A hipocrisia está, como sempre, na imprensa. É só olhar para as capas que se fizeram entretanto e nenhum dá destaque ao que aconteceu em Alvalade. Uns pasquins branquearam, outros mais assumidos, trataram logo de dar a resposta com um fantástico e inédito “Não comes nem bebes!”. No comentário desportivo, a tónica também não mudou. Tudo serve para criticar o presidente do Sporting, que, imagine-se! teve o desplante de fazer um comunicado a denunciar e repudiar violência e de cortar relações com quem pactua com a mesma! E reparem bem nisto: ao contrário do que aconteceu noutros confrontos, ninguém do Sporting falou sobre o jogo. Nem sequer houve a antevisão do treinador, por força do blackout. Dificilmente encontraremos, na história dos derbys, um com tanta paz durante a semana como este. E mesmo assim, os inergúmenos do carnide estragaram-no outra vez, completamente de borla.  Quem provocou desta vez? Para memória futura.

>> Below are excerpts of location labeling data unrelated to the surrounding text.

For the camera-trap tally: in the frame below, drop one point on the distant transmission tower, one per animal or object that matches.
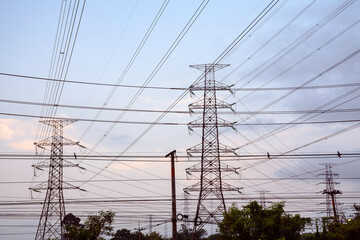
(331, 201)
(210, 187)
(53, 211)
(262, 199)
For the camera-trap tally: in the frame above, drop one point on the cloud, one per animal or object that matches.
(16, 134)
(6, 132)
(27, 145)
(13, 128)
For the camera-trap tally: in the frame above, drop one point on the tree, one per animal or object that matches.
(186, 234)
(94, 228)
(253, 222)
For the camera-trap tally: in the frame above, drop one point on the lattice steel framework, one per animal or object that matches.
(211, 202)
(330, 191)
(53, 211)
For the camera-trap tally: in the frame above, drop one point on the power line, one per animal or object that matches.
(348, 110)
(344, 85)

Agora, dava jeito é que, quem tem o dever de informar descreva de forma correcta o que se passou em vez de servir de braço armado da agremiação carnidense e, dessa forma, manipular a opinião pública. Uma coisa é branquear arbitragens, problemas internos, crises ou conflitos. Outra, bem diferente, é branquear um CRIME. E se há coisa que todos os agentes deste desporto deviam fazer é condenar o que se passou em Alvalade e, quem tem o dever de punir, fazê-lo. Sem contemplações. Mas o que “vemos” é um silêncio ensurdecedor. E, palavra de honra, já vi pelo menos uma mão-cheia de notáveis a comentar o corte de relações entre os dois clubes mas sobre os ataques cobardes aos adeptos do Sporting nem um pio. Mais uma vez, estamos sozinhos nesta luta. Ou “isolados”, como eles dizem…

 

* todas as sextas, directamente de Angola, Sá abandona o seu lugar cativo à mesa da Tasca e toma conta da cozinha!